Prepare a held-out validation set (optional if reusing a shipped one): build a fixed catalog with the symbolic_data Python API and save it to disk, then point dataset_val.yaml's source.catalog at that directory. Run from the project root so relative paths resolve:

from symbolic_data import LampleChartonCatalog

config = "./configs/my_model/catalog_val.yaml"
catalog = LampleChartonCatalog.from_config(config)
catalog.create(size=1000, verbose=True)            # realize 1000 fixed validation skeletons
catalog.save("./data/my_model/catalog_val", config=config)

Then in dataset_val.yaml:

source:
  catalog: "./data/my_model/catalog_val"   # the saved (frozen) catalog directory
  sampling:
    n_support: prior
    n_validation: 0

Launch training:

# -ci/--checkpoint-interval: checkpoint every 250k steps
# -vi/--validate-interval: validate every 10k steps
flash_ansr train \
-c "./configs/my_model/train.yaml" \
-o "./models/ansr-models/my_model" \
-v \
-ci 250000 \
-vi 10000

Logging: enable/disable W&B logging via --mode (online / offline / disabled).
Resume: continue from any checkpoint directory using --resume-from (optionally --resume-step when the step cannot be inferred).

Resuming training¶

Checkpoints are written under <output-dir>/checkpoint_<step>/ when -ci/--checkpoint-interval is set. Each checkpoint contains state_dict.pt (model), optimizer.pt, lr_scheduler.pt, scaler.pt, and training_state.pt with the recorded step.
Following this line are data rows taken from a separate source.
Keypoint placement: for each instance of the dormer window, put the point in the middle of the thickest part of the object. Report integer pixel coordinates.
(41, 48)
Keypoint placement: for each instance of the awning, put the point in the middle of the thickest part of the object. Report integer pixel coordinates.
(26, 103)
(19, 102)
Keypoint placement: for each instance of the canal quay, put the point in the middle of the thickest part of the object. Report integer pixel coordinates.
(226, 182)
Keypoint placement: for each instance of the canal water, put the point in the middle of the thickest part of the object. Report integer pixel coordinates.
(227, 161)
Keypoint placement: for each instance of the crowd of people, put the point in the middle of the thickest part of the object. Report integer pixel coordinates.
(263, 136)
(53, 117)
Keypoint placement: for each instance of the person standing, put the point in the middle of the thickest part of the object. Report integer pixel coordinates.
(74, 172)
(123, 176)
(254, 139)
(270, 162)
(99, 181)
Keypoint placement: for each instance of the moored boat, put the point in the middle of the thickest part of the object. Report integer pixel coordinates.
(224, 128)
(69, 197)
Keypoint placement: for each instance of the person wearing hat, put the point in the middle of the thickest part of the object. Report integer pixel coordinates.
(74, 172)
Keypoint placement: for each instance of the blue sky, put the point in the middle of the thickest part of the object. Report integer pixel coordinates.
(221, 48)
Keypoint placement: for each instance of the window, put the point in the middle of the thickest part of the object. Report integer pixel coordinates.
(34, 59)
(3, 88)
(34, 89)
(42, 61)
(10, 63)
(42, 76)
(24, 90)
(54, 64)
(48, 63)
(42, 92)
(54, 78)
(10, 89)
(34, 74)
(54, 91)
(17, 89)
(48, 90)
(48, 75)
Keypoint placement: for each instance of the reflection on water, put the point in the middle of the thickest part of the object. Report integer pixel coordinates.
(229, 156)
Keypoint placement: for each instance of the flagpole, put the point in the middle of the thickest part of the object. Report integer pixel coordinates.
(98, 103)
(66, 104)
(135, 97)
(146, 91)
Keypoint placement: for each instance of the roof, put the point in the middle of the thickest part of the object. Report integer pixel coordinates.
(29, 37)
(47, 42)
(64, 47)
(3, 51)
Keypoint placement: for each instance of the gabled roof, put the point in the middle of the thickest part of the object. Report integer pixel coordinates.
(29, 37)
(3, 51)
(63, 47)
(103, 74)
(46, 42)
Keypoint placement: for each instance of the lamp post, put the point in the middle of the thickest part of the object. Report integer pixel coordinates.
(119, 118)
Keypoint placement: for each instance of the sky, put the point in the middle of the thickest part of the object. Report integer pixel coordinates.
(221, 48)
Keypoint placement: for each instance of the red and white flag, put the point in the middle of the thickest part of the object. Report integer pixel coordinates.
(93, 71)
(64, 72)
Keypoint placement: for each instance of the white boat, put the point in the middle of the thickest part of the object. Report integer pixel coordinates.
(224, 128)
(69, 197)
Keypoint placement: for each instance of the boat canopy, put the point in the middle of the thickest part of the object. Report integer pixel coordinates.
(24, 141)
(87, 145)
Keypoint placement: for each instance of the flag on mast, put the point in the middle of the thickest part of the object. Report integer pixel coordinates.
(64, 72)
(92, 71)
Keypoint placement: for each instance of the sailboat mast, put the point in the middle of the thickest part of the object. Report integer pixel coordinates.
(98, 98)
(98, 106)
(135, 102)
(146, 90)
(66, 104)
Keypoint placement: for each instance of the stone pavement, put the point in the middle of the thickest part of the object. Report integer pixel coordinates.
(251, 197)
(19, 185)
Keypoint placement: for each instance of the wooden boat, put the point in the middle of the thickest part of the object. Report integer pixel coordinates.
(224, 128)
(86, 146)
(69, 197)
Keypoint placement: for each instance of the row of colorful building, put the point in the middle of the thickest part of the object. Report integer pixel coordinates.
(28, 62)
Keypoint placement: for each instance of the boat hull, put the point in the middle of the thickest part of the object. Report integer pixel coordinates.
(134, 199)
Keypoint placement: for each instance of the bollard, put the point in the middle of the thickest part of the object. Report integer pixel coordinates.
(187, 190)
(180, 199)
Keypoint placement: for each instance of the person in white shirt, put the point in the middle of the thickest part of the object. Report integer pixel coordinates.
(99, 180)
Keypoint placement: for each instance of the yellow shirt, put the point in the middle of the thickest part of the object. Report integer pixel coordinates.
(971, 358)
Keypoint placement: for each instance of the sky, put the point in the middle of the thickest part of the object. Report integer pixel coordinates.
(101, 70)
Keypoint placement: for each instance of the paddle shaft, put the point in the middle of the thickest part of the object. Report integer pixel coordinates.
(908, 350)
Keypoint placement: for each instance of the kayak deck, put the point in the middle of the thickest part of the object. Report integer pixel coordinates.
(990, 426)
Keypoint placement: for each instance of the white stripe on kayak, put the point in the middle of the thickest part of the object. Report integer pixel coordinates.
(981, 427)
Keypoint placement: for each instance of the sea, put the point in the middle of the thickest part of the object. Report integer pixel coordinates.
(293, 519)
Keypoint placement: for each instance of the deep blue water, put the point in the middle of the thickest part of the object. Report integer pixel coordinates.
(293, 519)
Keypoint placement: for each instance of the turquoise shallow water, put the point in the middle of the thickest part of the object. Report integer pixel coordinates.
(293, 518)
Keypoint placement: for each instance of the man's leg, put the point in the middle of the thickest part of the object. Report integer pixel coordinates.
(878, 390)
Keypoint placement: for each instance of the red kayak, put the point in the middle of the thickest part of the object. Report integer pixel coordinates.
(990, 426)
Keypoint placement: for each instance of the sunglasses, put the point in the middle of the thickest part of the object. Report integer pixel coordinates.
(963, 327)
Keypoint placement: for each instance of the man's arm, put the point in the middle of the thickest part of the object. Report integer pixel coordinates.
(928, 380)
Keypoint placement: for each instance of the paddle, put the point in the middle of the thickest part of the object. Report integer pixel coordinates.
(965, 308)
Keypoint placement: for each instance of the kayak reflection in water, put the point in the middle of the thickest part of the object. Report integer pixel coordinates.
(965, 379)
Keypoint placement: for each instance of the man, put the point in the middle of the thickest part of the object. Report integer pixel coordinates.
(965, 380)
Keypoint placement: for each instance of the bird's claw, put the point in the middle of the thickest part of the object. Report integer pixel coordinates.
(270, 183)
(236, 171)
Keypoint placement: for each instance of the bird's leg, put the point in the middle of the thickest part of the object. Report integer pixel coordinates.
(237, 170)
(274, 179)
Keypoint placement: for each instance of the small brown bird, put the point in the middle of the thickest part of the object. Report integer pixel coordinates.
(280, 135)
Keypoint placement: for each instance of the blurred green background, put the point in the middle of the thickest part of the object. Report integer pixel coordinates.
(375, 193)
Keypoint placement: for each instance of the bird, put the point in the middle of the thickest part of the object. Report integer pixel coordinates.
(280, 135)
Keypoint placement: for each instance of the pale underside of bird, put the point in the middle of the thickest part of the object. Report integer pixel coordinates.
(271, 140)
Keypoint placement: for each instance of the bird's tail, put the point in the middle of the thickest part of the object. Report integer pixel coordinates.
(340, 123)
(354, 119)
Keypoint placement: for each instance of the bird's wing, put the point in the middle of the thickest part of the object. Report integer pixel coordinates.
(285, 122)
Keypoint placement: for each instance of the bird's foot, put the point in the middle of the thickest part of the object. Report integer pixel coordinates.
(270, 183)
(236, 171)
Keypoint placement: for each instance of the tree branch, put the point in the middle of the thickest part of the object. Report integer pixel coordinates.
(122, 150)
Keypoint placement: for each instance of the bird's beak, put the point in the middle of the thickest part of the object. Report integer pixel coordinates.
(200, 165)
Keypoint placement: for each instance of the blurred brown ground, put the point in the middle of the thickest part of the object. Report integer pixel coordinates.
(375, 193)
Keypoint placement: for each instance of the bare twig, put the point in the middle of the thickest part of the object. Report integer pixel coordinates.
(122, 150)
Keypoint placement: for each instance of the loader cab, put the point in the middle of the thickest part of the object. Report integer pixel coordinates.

Resume with the same config you trained with and point --resume-from at the checkpoint directory:

flash_ansr train \
-c "./configs/my_model/train.yaml" \
-o "./models/ansr-models/my_model" \
--resume-from "./models/ansr-models/my_model/checkpoint_250000" \
-v

The trainer infers the global step from training_state.pt or the folder name (checkpoint_<step>). If you renamed the folder or the metadata is missing, supply --resume-step <step> to realign the optimizer and LR schedule.
The run keeps training until the target steps from the config are reached, so keep that value consistent when resuming.

Data loader/runtime tips¶

FlashANSRDataset wraps a ProblemSource and uses multiprocessing; call dataset.shutdown() if you exit to minimize chances of hanging processes.
Training uses automatic mixed precision (AMP) and torch.compile

Adding a new config¶

Copy an existing bundle (e.g., configs/v23.0-3M-pma-k1/).
Update paths and tokenizer/operator choices; ensure special prompt tokens exist before enabling prompt features.
Prefer cloning configs instead of mutating in-place to keep saved YAMLs portable.

Validation during training¶

Build a held-out validation catalog (see step 3) and point dataset_val.yaml's source.catalog at the saved directory.
Set the validation frequency (-vi/--validate-interval) to track generalization.

Exporting checkpoints¶

Use FlashANSRModel.save outputs (model.yaml, tokenizer.yaml, state_dict.pt) together; consumers expect the trio.